出典: フリー百科事典『ウィキペディア(Wikipedia)』 (2025/07/02 21:10 UTC 版)

M-346

2017年、ロイヤル・インターナショナル・エアタトゥーにて。

M-346は、イタリアアレーニア・アエルマッキ社のジェット練習機。軽攻撃機としての利用も考慮されている。

開発

1997年MAKSでのYak-130。垂直尾翼にヤコヴレフと共にアエルマッキ社が記されている

1990年代にA・S・ヤコヴレフ記念試作設計局とのジョイント・ベンチャーで行われた練習機開発計画が、市場の変化に伴いロシア西側向けに分離した[2]。ロシア側に分離したものがYak-130であり、イタリアで設計されたものが本機である。

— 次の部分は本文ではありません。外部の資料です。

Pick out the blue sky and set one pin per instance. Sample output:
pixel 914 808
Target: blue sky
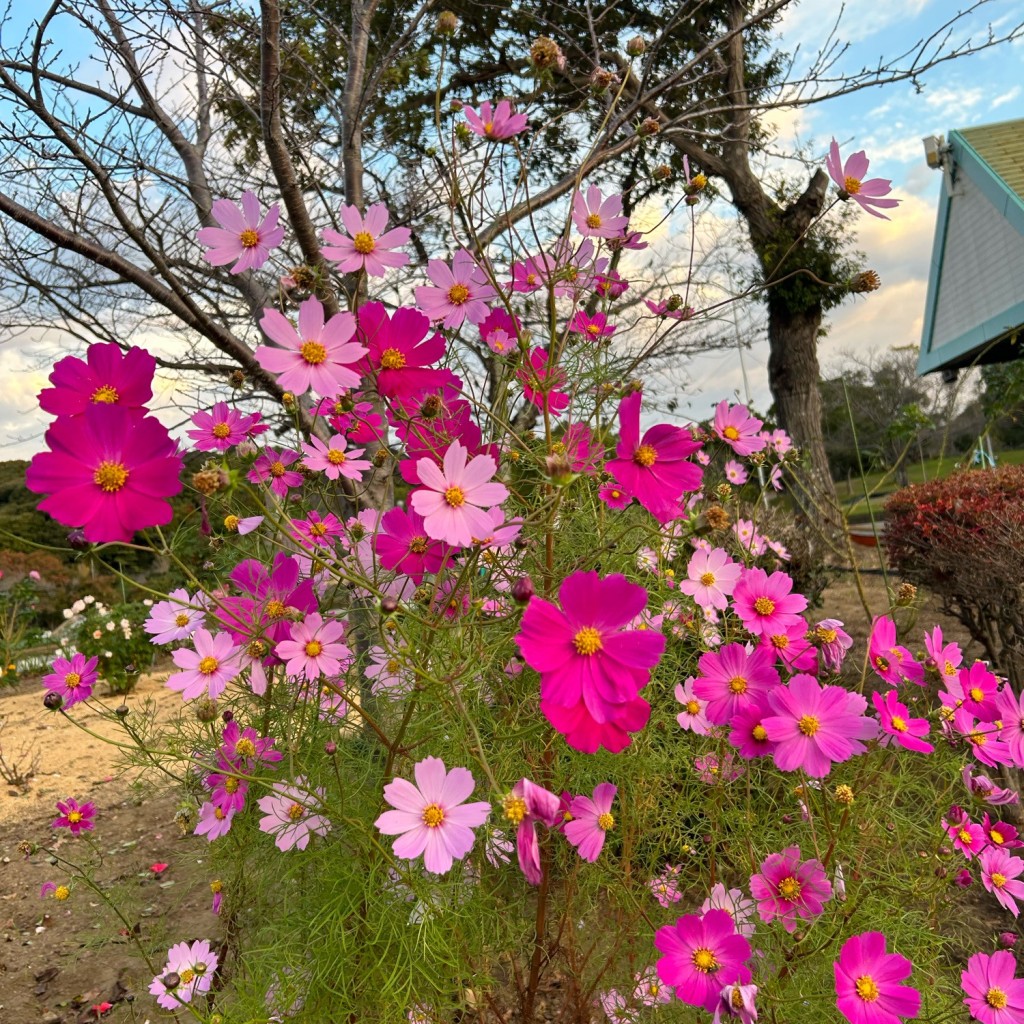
pixel 889 123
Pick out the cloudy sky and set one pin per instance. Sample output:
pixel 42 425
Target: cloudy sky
pixel 888 123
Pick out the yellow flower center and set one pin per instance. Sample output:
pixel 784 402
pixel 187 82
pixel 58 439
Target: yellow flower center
pixel 587 641
pixel 705 961
pixel 455 497
pixel 996 998
pixel 809 725
pixel 514 808
pixel 866 988
pixel 432 815
pixel 391 358
pixel 645 456
pixel 111 476
pixel 313 352
pixel 364 243
pixel 790 889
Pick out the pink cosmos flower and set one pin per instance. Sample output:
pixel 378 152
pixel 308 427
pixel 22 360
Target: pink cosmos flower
pixel 735 426
pixel 712 577
pixel 109 471
pixel 587 656
pixel 816 726
pixel 1000 873
pixel 598 217
pixel 455 499
pixel 732 679
pixel 765 604
pixel 321 355
pixel 432 817
pixel 176 619
pixel 108 377
pixel 208 669
pixel 367 247
pixel 867 982
pixel 787 888
pixel 74 816
pixel 223 427
pixel 72 679
pixel 314 648
pixel 289 816
pixel 497 123
pixel 460 292
pixel 272 465
pixel 194 966
pixel 592 819
pixel 701 954
pixel 850 178
pixel 333 460
pixel 896 722
pixel 991 992
pixel 655 468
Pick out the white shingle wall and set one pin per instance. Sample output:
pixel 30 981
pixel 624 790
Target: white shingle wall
pixel 983 268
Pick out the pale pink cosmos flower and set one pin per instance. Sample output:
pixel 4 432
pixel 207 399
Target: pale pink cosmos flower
pixel 320 355
pixel 334 459
pixel 455 499
pixel 850 178
pixel 460 292
pixel 208 669
pixel 367 247
pixel 432 817
pixel 314 648
pixel 712 577
pixel 244 236
pixel 598 217
pixel 289 817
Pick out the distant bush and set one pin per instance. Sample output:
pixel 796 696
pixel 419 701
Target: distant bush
pixel 963 537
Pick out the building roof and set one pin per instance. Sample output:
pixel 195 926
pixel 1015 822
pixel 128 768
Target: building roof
pixel 975 306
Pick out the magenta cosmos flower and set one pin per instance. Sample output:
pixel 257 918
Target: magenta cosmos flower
pixel 208 669
pixel 599 217
pixel 110 471
pixel 788 888
pixel 367 247
pixel 655 468
pixel 432 817
pixel 320 355
pixel 289 817
pixel 765 604
pixel 868 988
pixel 592 820
pixel 74 816
pixel 108 377
pixel 244 236
pixel 991 992
pixel 735 426
pixel 460 292
pixel 455 498
pixel 72 679
pixel 816 726
pixel 584 651
pixel 496 123
pixel 850 178
pixel 701 955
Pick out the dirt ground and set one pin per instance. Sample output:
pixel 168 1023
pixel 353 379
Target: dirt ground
pixel 57 961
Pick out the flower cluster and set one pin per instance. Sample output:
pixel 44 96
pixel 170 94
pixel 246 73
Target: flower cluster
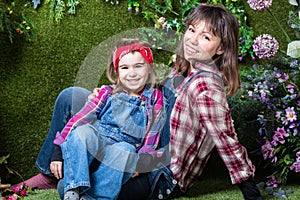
pixel 265 46
pixel 276 89
pixel 296 165
pixel 133 5
pixel 259 4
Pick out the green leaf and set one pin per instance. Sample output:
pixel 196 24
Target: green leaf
pixel 293 49
pixel 3 159
pixel 293 2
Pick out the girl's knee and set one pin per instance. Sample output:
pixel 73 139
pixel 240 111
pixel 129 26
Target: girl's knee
pixel 124 146
pixel 86 133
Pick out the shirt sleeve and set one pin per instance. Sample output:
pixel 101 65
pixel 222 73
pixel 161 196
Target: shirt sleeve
pixel 152 138
pixel 214 112
pixel 86 115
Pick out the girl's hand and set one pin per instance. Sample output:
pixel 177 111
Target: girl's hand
pixel 135 174
pixel 56 169
pixel 94 94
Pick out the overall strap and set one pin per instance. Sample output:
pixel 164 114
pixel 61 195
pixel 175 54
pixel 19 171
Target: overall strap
pixel 200 72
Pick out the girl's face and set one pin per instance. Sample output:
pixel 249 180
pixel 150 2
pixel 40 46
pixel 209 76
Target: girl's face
pixel 133 72
pixel 200 44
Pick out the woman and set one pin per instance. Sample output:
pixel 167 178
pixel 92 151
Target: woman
pixel 205 72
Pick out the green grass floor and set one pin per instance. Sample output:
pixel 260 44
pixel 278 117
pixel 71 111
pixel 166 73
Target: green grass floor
pixel 208 189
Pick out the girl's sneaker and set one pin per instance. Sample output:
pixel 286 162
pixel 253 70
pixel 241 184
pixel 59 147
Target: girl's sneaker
pixel 40 182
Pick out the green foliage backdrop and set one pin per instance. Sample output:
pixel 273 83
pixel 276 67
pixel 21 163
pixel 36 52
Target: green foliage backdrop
pixel 33 74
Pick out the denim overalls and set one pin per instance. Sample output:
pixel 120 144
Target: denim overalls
pixel 113 140
pixel 163 184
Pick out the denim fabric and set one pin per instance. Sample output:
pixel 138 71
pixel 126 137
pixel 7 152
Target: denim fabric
pixel 80 149
pixel 161 180
pixel 68 102
pixel 108 141
pixel 123 118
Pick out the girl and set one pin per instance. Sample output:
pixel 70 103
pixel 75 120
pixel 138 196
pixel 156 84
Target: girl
pixel 127 111
pixel 205 73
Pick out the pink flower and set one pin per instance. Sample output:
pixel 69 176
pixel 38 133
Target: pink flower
pixel 259 4
pixel 279 136
pixel 296 165
pixel 23 193
pixel 272 181
pixel 16 189
pixel 265 46
pixel 14 197
pixel 267 150
pixel 278 113
pixel 291 114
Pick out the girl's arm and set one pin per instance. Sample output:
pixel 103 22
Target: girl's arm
pixel 158 120
pixel 85 115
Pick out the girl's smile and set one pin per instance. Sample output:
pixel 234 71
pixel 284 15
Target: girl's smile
pixel 200 43
pixel 133 72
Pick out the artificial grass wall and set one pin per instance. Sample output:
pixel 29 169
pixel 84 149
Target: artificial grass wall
pixel 33 74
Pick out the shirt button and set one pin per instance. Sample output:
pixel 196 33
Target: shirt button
pixel 168 191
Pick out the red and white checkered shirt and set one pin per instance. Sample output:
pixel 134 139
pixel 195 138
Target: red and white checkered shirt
pixel 200 121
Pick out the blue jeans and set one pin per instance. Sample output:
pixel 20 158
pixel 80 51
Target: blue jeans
pixel 68 102
pixel 82 146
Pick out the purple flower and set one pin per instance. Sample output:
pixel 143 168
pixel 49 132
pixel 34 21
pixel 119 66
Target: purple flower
pixel 265 46
pixel 273 181
pixel 291 88
pixel 282 77
pixel 294 63
pixel 259 4
pixel 291 114
pixel 267 150
pixel 279 136
pixel 296 165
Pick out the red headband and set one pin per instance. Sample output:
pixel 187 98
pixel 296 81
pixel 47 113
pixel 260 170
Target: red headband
pixel 123 50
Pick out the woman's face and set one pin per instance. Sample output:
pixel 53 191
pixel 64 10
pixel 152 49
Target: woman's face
pixel 133 72
pixel 200 44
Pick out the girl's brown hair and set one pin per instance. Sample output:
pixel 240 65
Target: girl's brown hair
pixel 112 74
pixel 225 25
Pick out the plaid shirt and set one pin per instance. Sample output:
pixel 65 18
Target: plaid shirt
pixel 200 121
pixel 88 114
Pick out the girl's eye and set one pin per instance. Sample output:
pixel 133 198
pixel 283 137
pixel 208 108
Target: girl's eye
pixel 139 66
pixel 206 37
pixel 191 29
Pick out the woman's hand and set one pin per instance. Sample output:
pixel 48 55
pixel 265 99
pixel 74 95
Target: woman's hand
pixel 94 94
pixel 135 174
pixel 56 169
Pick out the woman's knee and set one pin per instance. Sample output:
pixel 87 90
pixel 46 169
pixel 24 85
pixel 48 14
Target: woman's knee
pixel 73 97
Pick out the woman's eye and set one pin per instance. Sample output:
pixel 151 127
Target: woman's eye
pixel 206 37
pixel 191 29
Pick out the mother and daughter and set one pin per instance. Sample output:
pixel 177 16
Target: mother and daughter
pixel 132 140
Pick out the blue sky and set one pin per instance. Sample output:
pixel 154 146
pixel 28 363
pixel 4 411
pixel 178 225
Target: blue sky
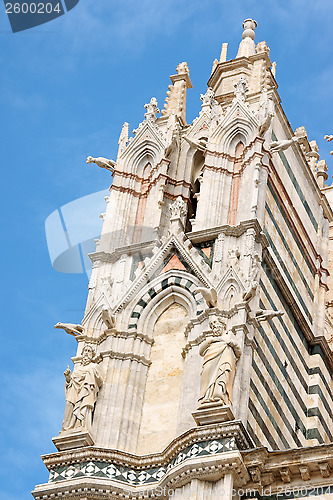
pixel 66 88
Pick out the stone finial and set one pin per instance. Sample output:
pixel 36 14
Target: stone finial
pixel 313 156
pixel 215 63
pixel 241 89
pixel 152 109
pixel 175 101
pixel 322 173
pixel 223 56
pixel 247 46
pixel 303 140
pixel 208 98
pixel 262 47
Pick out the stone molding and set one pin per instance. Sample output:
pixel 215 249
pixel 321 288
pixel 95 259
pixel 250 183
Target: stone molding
pixel 227 230
pixel 234 429
pixel 126 355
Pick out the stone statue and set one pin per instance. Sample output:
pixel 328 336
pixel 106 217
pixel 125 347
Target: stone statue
pixel 178 208
pixel 102 162
pixel 277 146
pixel 152 109
pixel 108 319
pixel 241 89
pixel 70 328
pixel 220 353
pixel 81 389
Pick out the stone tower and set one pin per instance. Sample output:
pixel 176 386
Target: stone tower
pixel 204 365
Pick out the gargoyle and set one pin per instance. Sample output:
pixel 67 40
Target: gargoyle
pixel 108 319
pixel 267 314
pixel 277 146
pixel 102 162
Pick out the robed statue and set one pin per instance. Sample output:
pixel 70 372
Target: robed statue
pixel 220 354
pixel 81 390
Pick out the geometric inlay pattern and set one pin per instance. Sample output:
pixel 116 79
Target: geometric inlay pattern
pixel 108 470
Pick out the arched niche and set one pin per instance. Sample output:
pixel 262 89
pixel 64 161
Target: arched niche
pixel 198 163
pixel 163 386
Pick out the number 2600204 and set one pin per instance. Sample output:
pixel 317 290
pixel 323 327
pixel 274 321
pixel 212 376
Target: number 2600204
pixel 33 8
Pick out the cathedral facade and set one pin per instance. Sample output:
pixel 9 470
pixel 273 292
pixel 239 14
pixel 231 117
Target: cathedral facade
pixel 204 363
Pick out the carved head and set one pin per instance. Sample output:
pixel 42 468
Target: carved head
pixel 88 353
pixel 217 325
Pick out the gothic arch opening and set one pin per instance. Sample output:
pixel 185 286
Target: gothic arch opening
pixel 198 163
pixel 164 381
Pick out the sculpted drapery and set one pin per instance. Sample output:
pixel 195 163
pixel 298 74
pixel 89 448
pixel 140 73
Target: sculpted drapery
pixel 220 353
pixel 81 390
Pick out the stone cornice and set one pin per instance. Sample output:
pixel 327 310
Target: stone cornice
pixel 212 233
pixel 233 429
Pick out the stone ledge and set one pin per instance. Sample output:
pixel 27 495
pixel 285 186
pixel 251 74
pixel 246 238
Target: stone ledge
pixel 208 468
pixel 70 439
pixel 234 429
pixel 212 413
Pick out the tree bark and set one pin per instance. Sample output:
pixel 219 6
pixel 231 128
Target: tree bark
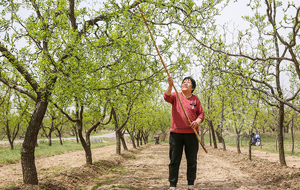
pixel 28 146
pixel 280 135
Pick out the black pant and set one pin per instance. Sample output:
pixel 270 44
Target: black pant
pixel 191 145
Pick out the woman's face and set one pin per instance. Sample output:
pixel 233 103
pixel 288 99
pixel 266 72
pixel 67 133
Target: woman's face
pixel 187 86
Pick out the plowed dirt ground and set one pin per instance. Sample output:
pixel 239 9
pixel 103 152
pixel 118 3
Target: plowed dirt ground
pixel 147 168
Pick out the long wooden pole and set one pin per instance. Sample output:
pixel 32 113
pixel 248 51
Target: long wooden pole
pixel 169 76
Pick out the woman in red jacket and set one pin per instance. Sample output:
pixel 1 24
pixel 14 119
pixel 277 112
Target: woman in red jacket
pixel 182 134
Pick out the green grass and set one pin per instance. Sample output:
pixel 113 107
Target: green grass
pixel 11 156
pixel 268 141
pixel 54 137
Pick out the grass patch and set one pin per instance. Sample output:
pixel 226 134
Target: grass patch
pixel 268 141
pixel 9 156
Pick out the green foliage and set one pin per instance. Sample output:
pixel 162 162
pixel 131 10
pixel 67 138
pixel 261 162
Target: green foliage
pixel 11 156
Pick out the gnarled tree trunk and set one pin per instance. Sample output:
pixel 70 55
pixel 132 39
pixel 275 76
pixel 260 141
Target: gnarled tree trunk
pixel 28 147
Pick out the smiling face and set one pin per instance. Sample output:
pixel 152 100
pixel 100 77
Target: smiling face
pixel 187 86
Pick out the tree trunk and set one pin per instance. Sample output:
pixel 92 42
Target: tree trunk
pixel 28 146
pixel 85 144
pixel 280 134
pixel 220 138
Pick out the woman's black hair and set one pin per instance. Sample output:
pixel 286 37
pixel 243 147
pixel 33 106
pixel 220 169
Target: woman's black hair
pixel 192 80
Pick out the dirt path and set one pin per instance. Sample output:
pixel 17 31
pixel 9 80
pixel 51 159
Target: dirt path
pixel 147 168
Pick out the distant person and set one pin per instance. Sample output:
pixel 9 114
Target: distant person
pixel 182 134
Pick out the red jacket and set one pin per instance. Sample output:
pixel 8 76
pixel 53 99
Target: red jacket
pixel 193 108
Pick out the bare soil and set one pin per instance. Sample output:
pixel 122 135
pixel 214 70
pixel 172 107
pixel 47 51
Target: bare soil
pixel 147 168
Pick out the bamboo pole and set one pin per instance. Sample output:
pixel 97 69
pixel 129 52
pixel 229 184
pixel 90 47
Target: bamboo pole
pixel 170 76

Yak-130との分離後、2004年に初飛行、2008年1月24日には試作2号機により、トーネード IDSからのプローブ式の空中給油に成功した。同年4月10日には、生産型1号機がロールアウトした[2]。生産型は降着装置AMXと同様のものとし、縦通材を省き機体構造の見直しとチタニウム及び複合素材の使用で380kg以上の軽量化を果たし、これに加えてテスト用の機材や標準化システムが占める物を含めて700kg程の余裕が持たされた。空力設計に基づき、燃料タンクは前方に80cm移動、航法システムはアレーニアSIAとSelexコミュニケーションズの機材をアレーニア・アエルマッキのソフトウェアで制御するものに強化された。

2008年11月19日、ハネウェルとの間に520億ドル分のエンジン供給契約が締結された。2009年には公式試験が終了し、アレーニア・アエルマッキは「マスター」(Master) と命名した[3]。2009年6月、パリ航空ショーの後、イタリア空軍と初期6機、オプション9機の契約を締結し、航空軍備総局よりT-346の型式が与えられた[2]。2010年12月21日、最初の2機がロールアウト[4]、2011年3月31日に初飛行[5]、6月20日に型式認証された[6]。11月には受領が正式に決定している[7]。2020年7月13日には、軽攻撃機型のM-346FAが初飛行した[1]

特徴

曲技飛行を披露するM-346
M-346FA

高等練習機と軽攻撃機を兼ねる機体として設計されており、アフターバーナー非搭載ながら練習機としては高い推力を備えている。双発エンジンによる安全性の確保、システム冗長性の獲得、兵装搭載量の増大を実現している。デジタルコントロールは四重化され、これによって実用機の特性を模することが可能とされている。コクピットには、ヘッドアップディスプレイとカラー液晶ディスプレイ3面の合わせて4面のディスプレイが設けられ、ヘッドマウントディスプレイ暗視ゴーグルの運用にも対応している[8][9]射出座席には、イギリス製のMk16を採用している[9]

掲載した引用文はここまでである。